I’ve been to debates where my candidate did great and debates where my candidate did not; I’ve been to debates where I can’t even remember what city I was in, much less what anybody said. I would have to say that most debates don’t move numbers or decide elections, no matter how big a deal the media makes of them, because most people leave supporting the same candidate they supported coming in.
I wrote a book called “The Case for Hillary Clinton” 10 years ago. I guess you might call me an “early adopter.” I thought she did an excellent job on Monday: She was well-prepared and articulate, which everyone expects and she gets little credit for, but also appeared warm, smiling and nice – which she actually is, but often doesn’t seem to be. If you went into the debate supporting Clinton, you left with a smile.
And Donald Trump? Trump was Trump. He got a small loan of $14 million (what would that be in today’s dollars? I wonder) to start a business. Is that small? He’ll release his taxes someday. He’ll give folks like himself a big tax cut that will boost the economy. Rosie O’Donnell is a “pig.”
Even if you’ve never seen a single episode of “The Apprentice,” just from watching the debate you can understand why the Donald has been the most popular and enduring star in reality television, why he would even presume to think he could trademark as his own the expression “You’re fired.” His favorite.
It wasn’t just that he made factual mistakes on Monday. Anyone can do that. What bothered me is that he didn’t care, not one bit.

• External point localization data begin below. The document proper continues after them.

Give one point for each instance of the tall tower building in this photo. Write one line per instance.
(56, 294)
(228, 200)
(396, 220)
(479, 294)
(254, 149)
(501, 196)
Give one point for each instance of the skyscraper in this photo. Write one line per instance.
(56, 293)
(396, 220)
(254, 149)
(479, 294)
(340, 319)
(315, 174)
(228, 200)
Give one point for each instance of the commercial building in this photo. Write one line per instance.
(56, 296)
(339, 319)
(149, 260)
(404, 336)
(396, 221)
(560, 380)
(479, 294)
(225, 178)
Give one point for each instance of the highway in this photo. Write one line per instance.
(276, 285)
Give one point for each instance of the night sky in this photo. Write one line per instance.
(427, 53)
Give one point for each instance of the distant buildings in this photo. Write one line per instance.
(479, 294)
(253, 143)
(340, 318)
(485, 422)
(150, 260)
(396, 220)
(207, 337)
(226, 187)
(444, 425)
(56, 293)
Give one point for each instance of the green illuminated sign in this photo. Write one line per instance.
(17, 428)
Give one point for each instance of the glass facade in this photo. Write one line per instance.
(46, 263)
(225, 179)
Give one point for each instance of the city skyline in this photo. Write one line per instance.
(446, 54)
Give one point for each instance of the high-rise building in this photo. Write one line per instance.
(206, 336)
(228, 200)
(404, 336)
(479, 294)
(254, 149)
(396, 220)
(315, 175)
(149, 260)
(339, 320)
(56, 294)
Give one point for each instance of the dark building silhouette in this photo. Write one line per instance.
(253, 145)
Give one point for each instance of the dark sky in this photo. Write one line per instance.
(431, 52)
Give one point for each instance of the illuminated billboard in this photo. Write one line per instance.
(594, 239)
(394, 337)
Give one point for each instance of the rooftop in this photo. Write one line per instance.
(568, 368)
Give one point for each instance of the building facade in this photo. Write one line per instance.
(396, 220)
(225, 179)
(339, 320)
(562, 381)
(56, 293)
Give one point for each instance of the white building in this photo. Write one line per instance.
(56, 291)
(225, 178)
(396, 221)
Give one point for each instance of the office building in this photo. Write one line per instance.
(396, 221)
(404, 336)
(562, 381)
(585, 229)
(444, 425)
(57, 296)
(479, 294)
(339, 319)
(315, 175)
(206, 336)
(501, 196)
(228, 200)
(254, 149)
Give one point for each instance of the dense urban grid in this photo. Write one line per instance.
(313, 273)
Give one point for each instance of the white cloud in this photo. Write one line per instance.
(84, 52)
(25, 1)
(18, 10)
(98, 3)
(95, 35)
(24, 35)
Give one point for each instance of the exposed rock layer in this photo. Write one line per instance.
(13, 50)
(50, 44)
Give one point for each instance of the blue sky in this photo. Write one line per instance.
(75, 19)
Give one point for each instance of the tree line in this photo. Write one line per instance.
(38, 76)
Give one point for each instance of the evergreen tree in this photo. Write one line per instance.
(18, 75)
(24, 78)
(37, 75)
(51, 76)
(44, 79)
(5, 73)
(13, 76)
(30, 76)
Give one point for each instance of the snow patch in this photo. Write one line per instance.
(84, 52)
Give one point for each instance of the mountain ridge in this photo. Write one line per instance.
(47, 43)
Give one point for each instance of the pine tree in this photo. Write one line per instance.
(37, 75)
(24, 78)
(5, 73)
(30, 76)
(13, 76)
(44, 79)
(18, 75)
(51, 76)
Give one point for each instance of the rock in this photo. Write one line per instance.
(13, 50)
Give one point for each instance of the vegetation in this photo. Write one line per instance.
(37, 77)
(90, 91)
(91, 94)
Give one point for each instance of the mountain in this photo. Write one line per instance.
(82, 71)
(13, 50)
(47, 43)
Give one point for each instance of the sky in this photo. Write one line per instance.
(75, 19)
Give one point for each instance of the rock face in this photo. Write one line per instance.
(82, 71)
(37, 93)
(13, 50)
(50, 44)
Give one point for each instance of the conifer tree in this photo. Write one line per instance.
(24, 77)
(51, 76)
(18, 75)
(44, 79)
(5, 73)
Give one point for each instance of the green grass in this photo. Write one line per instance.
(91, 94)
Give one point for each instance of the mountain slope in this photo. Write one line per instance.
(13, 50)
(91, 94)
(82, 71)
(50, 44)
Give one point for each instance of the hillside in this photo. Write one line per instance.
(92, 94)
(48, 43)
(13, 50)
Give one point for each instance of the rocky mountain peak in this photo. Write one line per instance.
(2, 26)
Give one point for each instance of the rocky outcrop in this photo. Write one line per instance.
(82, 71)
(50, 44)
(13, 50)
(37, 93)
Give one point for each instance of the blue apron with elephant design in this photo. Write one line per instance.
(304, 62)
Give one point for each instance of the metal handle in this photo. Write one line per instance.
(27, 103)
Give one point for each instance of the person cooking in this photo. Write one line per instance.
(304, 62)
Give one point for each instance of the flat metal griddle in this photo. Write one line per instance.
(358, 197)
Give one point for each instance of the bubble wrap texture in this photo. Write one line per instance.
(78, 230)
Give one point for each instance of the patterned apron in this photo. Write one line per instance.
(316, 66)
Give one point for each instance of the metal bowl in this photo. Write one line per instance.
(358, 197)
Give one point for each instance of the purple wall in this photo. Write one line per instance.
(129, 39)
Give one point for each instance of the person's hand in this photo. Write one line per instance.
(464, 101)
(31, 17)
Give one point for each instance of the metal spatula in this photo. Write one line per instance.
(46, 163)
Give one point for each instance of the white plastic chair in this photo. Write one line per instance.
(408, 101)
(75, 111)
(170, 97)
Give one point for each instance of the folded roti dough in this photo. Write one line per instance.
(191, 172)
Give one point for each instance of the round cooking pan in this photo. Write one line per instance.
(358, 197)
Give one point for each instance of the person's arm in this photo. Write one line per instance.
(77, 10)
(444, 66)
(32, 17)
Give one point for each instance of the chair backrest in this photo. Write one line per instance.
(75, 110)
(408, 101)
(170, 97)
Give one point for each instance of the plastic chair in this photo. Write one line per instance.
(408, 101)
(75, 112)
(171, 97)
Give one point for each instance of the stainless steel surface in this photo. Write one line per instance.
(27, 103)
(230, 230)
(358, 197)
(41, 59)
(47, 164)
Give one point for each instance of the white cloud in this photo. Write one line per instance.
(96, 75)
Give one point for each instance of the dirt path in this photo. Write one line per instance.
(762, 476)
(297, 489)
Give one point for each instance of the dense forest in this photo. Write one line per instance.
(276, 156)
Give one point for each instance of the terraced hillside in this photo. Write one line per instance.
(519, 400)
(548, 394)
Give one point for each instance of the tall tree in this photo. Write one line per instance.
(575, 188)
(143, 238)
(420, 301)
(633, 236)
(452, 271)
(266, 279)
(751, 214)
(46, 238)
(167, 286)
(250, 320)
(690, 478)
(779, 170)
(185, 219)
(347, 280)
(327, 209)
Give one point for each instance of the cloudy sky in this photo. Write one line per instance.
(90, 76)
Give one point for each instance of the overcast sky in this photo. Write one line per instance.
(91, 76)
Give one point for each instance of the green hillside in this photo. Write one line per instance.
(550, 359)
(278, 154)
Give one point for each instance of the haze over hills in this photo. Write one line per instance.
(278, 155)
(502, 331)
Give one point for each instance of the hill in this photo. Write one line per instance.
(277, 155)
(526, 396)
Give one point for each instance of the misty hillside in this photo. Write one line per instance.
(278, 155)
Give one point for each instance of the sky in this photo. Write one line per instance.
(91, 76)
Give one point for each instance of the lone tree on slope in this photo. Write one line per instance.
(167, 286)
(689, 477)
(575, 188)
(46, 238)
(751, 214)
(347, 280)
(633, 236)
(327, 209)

It’s now been more than 20 years since I got an emergency call one day from the director of the Reagan Library asking if I could please pinch hit for a missing panelist on a program the next day to be headlined by the new speaker of the House, Newt Gingrich. I immediately agreed. I remembered the close relationship President Reagan had with my congressman, former Speaker Tip O’Neill. Those were the days when Republicans and Democrats fought all day and then raised a glass together at night. Those were the days when politics was fun, and executions and public humiliations of candidates and staff were not daily events. People even actually talked about policy. And there was this idea we all seemed to share about respect for the presidency.
Sitting on the panel that day, as the lone woman and the lone Democrat, I was asked to compare then-President Bill Clinton, who had exactly one supporter in the room (me), with Ronald Reagan. So I went to what I considered the safest space in our land: respect for the presidency. I talked about the fact that I did not agree with President Reagan on many issues, but I respected him as president and believed such respect to be an essential element of our democracy, one that I hoped we could share in both Republican and Democratic administrations. Nancy Reagan, one of the most gracious ladies I have met, sitting in the front row, led the applause of the dignitaries joining her there. Everyone else in the room booed me. Loudly. On C-SPAN, no less. I couldn’t believe it. Nancy Reagan sent me flowers and apologized.
No one apologized for Trump’s disrespect Monday night. It wasn’t what he got wrong or didn’t know or wouldn’t do. It was that he very clearly didn’t take the debate the least bit seriously. He made fun of his rival for preparing. She turned it on him, but my stomach still turned.
They may not decide elections – although on occasion they do – but televised presidential debates have been a fundamental aspect of our democracy for the last half-century. To give them less attention than the taping of an “Apprentice” episode betrays a lack of respect that goes to the core of Trump’s character.